CREATE INDEX ledger_pending_age_idx
  ON ledger_entries (created_at)
  WHERE status = 'pending';

-- Cleanup query:
UPDATE ledger_entries
SET status = 'released', settled_at = NOW()
WHERE status = 'pending'
  AND created_at < NOW() - INTERVAL '5 minutes';

Five minutes is the longest plausible upstream call we have seen, plus a generous buffer. Anything older than that is dead, by definition. If by some miracle the original request comes back and tries to capture, the capture finds the hold already released and either returns the existing capture (idempotent path) or refuses (the request lost the race, charge a fresh hold). The customer is never overcharged.

Markup transparency in metadata

Our pricing is upstream provider cost plus a fixed percent markup per tier. Internally the capture amount is the total. The customer sees a single number on their dashboard. But for our own accounting, and for the customer who wants to know exactly what went to OpenAI versus what went to us, we need both.

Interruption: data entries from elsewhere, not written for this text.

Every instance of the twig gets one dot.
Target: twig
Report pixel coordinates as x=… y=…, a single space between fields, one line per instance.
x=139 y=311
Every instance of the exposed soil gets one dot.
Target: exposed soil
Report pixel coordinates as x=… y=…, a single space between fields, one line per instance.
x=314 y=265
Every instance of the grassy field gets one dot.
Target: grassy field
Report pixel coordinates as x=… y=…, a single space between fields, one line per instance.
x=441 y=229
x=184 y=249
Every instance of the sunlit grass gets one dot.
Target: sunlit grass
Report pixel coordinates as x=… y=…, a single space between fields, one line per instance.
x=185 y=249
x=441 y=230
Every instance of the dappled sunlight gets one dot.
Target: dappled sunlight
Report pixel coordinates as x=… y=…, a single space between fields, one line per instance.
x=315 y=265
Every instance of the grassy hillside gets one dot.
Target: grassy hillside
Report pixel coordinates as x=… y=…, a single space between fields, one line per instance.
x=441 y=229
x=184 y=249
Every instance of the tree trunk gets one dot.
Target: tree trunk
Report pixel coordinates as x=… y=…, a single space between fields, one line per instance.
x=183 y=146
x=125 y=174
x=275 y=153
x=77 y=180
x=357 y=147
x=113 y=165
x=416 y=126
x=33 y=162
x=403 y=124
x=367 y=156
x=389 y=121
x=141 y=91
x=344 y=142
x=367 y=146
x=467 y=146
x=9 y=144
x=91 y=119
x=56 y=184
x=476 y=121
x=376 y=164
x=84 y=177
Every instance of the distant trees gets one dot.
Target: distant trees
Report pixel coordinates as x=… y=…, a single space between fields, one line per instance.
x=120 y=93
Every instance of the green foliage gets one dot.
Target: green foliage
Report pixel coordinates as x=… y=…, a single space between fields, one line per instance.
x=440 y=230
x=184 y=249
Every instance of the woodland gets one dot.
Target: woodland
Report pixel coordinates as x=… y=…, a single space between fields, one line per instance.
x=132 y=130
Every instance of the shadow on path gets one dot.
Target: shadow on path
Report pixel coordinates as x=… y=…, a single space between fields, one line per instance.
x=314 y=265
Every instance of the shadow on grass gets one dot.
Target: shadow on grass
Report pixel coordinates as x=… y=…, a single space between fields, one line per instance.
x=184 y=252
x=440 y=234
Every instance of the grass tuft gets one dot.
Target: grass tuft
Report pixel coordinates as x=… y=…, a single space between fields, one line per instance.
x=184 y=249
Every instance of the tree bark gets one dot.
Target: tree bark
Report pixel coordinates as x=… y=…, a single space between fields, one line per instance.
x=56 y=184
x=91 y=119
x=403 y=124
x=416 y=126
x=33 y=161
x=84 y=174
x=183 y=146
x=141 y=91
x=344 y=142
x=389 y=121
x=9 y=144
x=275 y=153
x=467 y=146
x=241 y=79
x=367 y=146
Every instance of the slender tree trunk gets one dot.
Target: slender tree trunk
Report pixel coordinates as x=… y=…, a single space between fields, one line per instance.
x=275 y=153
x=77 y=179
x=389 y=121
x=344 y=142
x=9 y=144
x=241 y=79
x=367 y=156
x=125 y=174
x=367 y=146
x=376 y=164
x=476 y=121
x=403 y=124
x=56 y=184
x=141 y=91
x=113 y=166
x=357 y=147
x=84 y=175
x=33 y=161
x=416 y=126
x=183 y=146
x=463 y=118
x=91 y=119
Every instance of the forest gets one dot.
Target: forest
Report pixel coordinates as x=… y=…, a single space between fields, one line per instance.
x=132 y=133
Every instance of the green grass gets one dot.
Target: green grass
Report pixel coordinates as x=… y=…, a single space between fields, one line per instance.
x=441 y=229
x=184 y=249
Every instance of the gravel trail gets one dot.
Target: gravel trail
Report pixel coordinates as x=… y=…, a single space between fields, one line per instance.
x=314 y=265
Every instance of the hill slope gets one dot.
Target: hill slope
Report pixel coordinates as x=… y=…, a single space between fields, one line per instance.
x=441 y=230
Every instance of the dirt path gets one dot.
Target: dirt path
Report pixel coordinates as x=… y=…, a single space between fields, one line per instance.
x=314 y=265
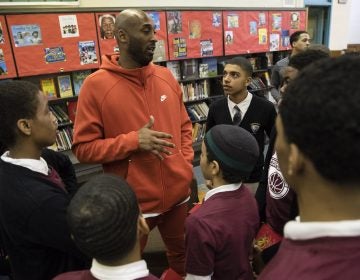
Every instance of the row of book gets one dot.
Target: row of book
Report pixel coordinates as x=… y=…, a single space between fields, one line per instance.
x=197 y=112
x=198 y=132
x=64 y=85
x=195 y=90
x=64 y=137
x=193 y=68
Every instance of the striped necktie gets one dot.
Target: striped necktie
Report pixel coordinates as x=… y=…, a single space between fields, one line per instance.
x=237 y=116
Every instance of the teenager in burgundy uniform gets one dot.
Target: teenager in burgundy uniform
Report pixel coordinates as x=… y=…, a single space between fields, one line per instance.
x=219 y=235
x=318 y=152
x=106 y=224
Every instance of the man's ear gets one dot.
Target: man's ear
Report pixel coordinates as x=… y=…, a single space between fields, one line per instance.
x=296 y=160
x=24 y=126
x=143 y=227
x=122 y=36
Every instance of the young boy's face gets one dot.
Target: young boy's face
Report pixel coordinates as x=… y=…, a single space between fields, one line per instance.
x=44 y=125
x=235 y=80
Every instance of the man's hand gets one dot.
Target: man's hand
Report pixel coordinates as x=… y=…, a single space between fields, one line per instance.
x=152 y=141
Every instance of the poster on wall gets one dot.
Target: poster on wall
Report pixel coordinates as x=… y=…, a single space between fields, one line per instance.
x=26 y=35
x=245 y=32
x=282 y=25
x=58 y=50
x=194 y=34
x=68 y=26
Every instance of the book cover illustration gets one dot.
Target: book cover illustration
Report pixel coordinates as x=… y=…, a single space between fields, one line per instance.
x=72 y=107
x=274 y=42
x=174 y=67
x=155 y=16
x=68 y=26
x=206 y=47
x=3 y=68
x=253 y=27
x=159 y=53
x=26 y=35
x=211 y=63
x=65 y=88
x=195 y=29
x=55 y=54
x=276 y=23
x=47 y=86
x=87 y=52
x=216 y=22
x=107 y=26
x=2 y=39
x=180 y=49
x=229 y=37
x=262 y=19
x=233 y=21
x=203 y=70
x=262 y=36
x=78 y=79
x=295 y=20
x=174 y=22
x=189 y=69
x=285 y=38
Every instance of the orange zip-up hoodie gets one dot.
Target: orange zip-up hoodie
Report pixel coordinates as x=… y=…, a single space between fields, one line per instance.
x=114 y=103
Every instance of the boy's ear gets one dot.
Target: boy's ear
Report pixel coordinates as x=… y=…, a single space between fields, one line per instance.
x=24 y=126
x=143 y=227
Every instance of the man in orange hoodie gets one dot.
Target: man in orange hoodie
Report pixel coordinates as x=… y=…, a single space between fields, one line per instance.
x=131 y=118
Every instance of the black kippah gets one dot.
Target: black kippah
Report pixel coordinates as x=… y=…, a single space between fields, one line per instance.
x=233 y=147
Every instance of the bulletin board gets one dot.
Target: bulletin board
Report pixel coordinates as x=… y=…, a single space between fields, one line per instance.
x=245 y=32
x=53 y=43
x=281 y=25
x=194 y=34
x=7 y=65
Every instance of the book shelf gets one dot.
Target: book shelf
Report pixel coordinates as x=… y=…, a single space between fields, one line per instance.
x=192 y=44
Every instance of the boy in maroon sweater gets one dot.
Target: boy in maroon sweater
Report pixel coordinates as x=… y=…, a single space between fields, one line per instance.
x=318 y=152
x=106 y=224
x=219 y=235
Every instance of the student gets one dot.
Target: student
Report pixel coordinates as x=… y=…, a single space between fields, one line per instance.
x=106 y=224
x=131 y=118
x=318 y=152
x=250 y=112
x=220 y=233
x=276 y=200
x=33 y=198
x=299 y=41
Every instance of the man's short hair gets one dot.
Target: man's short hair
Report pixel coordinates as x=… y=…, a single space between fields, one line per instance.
x=103 y=218
x=305 y=58
x=243 y=63
x=18 y=100
x=321 y=115
x=296 y=35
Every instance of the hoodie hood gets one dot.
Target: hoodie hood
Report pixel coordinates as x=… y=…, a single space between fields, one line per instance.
x=137 y=76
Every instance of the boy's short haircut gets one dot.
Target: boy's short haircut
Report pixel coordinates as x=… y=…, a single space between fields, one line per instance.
x=296 y=35
x=103 y=218
x=18 y=100
x=235 y=150
x=321 y=115
x=243 y=63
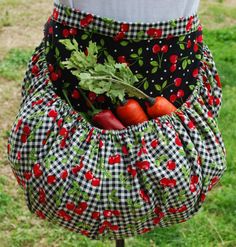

The ledger stores the total in amount_usd. The breakdown lives in the capture's metadata JSONB:

metadata: {
  provider: 'openai',
  model: 'gpt-4o-mini',
  input_tokens: 412,
  output_tokens: 180,
  cost_raw_usd: '0.00018600',
  markup_usd: '0.00001860',
  markup_pct: 10,
  tier: 'pro',
}

This is what lets us run the revenue query at week boundary:

WITH week AS (SELECT date_trunc('week', NOW())::date AS start_at)
SELECT
  COALESCE(SUM(amount_usd * -1) FILTER (WHERE type = 'capture'), 0) AS gross_charged,
  COALESCE(SUM((metadata->>'cost_raw_usd')::numeric)
    FILTER (WHERE type = 'capture' AND metadata ? 'cost_raw_usd'), 0) AS upstream_cost,
  COALESCE(SUM((metadata->>'markup_usd')::numeric)
    FILTER (WHERE type = 'capture' AND metadata ? 'markup_usd'), 0) AS markup_revenue
FROM ledger_entries
WHERE created_at >= (SELECT start_at FROM week);

The customer dashboard shows the same numbers per request, so the markup is never a black box. We had a soft principle that transparency was a feature; this is the implementation.

Things I would do differently

  • Schema versioning from day one. We added markup_usd to metadata four weeks in. Older captures do not have it. The revenue query handles the absence (metadata ? 'markup_usd'), but it would have been cheaper to land schema decisions before we started writing records.
  • Idempotency keys with a TTL. Our unique index is forever. A bug somewhere can pollute the key space and collide weeks later. A composite of (org_id, key, created_at) with a partial index over the last 90 days would be cleaner.
  • Decimal everywhere from the first line. Floating point cost in JavaScript will quietly accumulate error. We use decimal.js for every dollar amount; if you fight us for picking a heavy dependency over native numbers, write yourself a test that sums 0.1 + 0.2 a million times and check the result against a CPA.
  • Cleanup job is not optional. Without it, a single gateway crash quietly degrades the system over weeks. We almost shipped without one because the happy path tests passed. Add the cleanup before you add the feature it protects.